Asia markets this morning have seen more of a decline and this is likely to see a similarly weak European open this morning though some of the losses could also be some month end portfolio readjustment, after a fairly decent November.

It’s still expected to be a fairly quiet end to the week and month today with markets in Europe set to finish November in positive territory, and a third successive monthly gain.

On the data front we’ll get to see the final Q3 GDP numbers from France as well as the latest unemployment numbers from Germany, Italy and the EU. We’ll also get the latest EU flash CPI numbers for November.

French Q3 GDP is expected to be confirmed at 0.3%, coming in much better than Germany which is in the depths of a manufacturing recession.

Unemployment levels, however have continued to remain low with German unemployment set to remain at 5% for November.

Even in Italy which has much higher unemployment has seen its jobs numbers come down in recent months, with expectations that we could see a fall to 9.8% for the three months to October. EU unemployment is expected to remain steady at 7.5%.

The European Central Bank could get some welcome news this morning with the latest flash CPI numbers for November expected to show a rise to 0.9% from 0.7% in October, while core prices are expected to nudge up to 1.2% from 1.1%.

These numbers are still well short of the ECB’s mandate of 2%, however they will still be welcomed by a central bank that will shortly see a review into its policy framework, as to how to meet its mandate in the future.

The pound slipped back a touch yesterday, after the initial boost of this week’s YouGov poll. While the results of the poll are encouraging reading for the Conservatives, there are still two weeks to go until polling day and given the polarising nature of both leaders of the main parties, voting intentions are likely to remain fluid right up to polling day.

There is also some UK credit data out with consumer credit for October expected to remain resilient at £0.9bn. Mortgage Approvals are also expected to stay solid at 65.4k.

EURUSD – appears stuck in a tight range with support at the lows this month just above the 1.0980 level. The risk remains for a move below the 1.0980 level, with a break opening up a return to the October lows of 1.0880. Broader resistance can be found at the 1.1180 area and 200-day MA.

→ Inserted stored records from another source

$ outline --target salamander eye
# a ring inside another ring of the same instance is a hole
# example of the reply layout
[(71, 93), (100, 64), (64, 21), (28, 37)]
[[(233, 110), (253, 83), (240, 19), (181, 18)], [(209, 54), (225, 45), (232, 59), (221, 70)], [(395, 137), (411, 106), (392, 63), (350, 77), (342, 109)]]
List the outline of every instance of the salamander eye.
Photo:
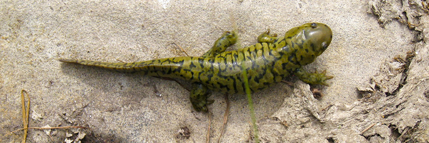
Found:
[(317, 27), (317, 24), (316, 23), (313, 23), (311, 24), (311, 28), (316, 28)]
[(324, 49), (326, 49), (328, 47), (328, 45), (326, 45), (326, 43), (325, 43), (325, 42), (323, 42), (323, 43), (322, 43), (322, 47), (323, 48), (323, 49), (324, 50)]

GBPUSD – finding some buoyancy above 1.2800, however the resistance at the 1.3000 area continues be a key barrier, while we also have support at the 1.2760 area. The 200-day MA at 1.2680 is a big support level and while above it the scenario remains bullish for 1.3200.

EURGBP – briefly broke below the 0.8500 level and has rebounded a touch but still looks on course to retest the lows this year at 0.8410. Resistance remains at the 0.8670/80 area, and recent range highs.

USDJPY – looks to be heading up towards the 110.00 area and trend line from the 2018 highs at 114.75. Support now comes in at the 108.70 area, as well as interim support at the 108.20 area and 50-day MA.